Key Highlights
- An IEP (Individualized Education Program) is a legally binding plan that provides specialized instruction, services, and accommodations for children with disabilities — including autism — at no cost to families.
- Minnesota uses specific ASD eligibility criteria under Rule 3525.1325, requiring documented impairments in at least two core areas (social interaction, communication, or restricted/repetitive behaviors) with social interaction always included.
- A medical autism diagnosis is not required for IEP eligibility in Minnesota — the school’s multidisciplinary evaluation can independently establish educational need.
- Parents can invite their child’s BCBA or ABA therapist to IEP meetings to help align therapy goals with school objectives for consistent progress across settings.
- PACER Center in Minneapolis offers free IEP advocacy support, workshops, and guides specifically for Minnesota families navigating special education.
What Is an IEP and Why Does It Matter for Children with Autism?
An Individualized Education Program (IEP) is a written plan developed by a team of educators, specialists, and parents that outlines the specialized instruction, related services, and accommodations a child with a disability will receive in school. It is not a suggestion or a set of guidelines — it is a legally binding document under the federal Individuals with Disabilities Education Act (IDEA), and every service described in it must be provided at no cost to your family.
For children with autism, an IEP is often essential. Autism affects how children communicate, interact socially, process sensory information, and manage transitions — all of which shape the school experience in ways that standard classroom supports may not address. An autism IEP in Minnesota ensures your child receives targeted help in the areas where they need it most, whether that means speech-language therapy, occupational therapy, a behavior intervention plan, social skills instruction, or specific classroom accommodations like visual schedules and sensory breaks.
Critically, an IEP goes beyond accommodations. Unlike a 504 plan (which we will compare below), an IEP includes measurable annual goals and a commitment to specialized instruction — meaning the school is responsible for actively teaching your child new skills, tracking progress with data, and adjusting the approach when something is not working.
If your child has been diagnosed with autism or you suspect they may be on the spectrum, understanding the IEP process is one of the most powerful steps you can take as a parent.
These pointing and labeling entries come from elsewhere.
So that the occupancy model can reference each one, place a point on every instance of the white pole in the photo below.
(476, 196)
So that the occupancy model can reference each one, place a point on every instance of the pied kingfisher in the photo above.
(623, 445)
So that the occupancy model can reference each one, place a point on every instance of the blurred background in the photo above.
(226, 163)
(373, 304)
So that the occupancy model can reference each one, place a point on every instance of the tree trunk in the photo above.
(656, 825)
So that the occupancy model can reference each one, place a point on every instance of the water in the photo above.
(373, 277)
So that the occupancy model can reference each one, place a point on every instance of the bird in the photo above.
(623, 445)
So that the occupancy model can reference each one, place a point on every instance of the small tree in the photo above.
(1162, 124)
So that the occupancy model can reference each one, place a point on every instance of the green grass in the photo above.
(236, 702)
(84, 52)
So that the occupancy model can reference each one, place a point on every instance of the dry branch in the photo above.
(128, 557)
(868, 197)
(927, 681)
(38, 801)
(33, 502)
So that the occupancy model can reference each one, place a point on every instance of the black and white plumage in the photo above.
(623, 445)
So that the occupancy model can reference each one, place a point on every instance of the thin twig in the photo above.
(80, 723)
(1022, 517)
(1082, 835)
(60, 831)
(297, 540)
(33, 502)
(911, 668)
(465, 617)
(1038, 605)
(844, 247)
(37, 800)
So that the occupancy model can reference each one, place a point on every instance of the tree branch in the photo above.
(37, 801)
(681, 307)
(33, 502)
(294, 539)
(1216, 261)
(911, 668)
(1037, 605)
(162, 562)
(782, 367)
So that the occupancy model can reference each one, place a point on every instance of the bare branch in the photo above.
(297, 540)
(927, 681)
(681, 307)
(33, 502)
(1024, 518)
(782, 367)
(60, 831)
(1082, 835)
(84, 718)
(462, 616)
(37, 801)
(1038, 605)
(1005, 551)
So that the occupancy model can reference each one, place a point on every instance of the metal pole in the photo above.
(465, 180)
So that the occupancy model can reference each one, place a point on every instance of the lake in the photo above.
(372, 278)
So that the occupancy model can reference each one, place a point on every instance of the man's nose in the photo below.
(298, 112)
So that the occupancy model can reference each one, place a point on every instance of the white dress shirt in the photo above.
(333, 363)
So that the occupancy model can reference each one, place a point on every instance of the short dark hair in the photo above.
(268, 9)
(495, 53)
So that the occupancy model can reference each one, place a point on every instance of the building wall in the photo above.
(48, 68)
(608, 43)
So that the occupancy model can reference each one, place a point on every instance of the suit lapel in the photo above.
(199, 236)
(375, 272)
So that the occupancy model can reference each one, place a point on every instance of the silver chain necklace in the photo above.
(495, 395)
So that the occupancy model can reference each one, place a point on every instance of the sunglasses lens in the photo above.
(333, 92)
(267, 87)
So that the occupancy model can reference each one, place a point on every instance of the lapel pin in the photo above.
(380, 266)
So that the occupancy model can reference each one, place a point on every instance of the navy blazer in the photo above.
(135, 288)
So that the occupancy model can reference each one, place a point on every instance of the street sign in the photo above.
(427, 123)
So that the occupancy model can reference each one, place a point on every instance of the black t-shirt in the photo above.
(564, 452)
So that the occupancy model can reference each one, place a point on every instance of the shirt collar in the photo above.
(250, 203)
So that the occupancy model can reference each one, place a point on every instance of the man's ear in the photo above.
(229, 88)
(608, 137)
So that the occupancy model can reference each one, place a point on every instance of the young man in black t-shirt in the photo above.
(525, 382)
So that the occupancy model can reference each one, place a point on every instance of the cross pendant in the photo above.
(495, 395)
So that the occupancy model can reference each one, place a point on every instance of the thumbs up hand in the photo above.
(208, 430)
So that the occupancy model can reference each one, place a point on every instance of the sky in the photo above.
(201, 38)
It gives your child a structured path to meaningful support — and it gives you a legal framework to ensure that support is actually delivered.
How Minnesota Determines Autism IEP Eligibility
Minnesota has its own specific criteria for determining whether a child qualifies for special education services under the Autism Spectrum Disorder (ASD) category. These criteria are defined in Minnesota Rule 3525.1325 and go beyond simply having a medical diagnosis.
To establish eligibility, a multidisciplinary team — which includes at least one professional with experience in ASD and a school professional knowledgeable about special education criteria — evaluates your child across three core areas:
- Social interaction: Impairments in joint attention, facial expressions, peer relationships, or the ability to relate to people and objects in developmentally typical ways.
- Communication: Delays or differences in spoken language, conversational skills, or the use of repetitive and idiosyncratic language patterns.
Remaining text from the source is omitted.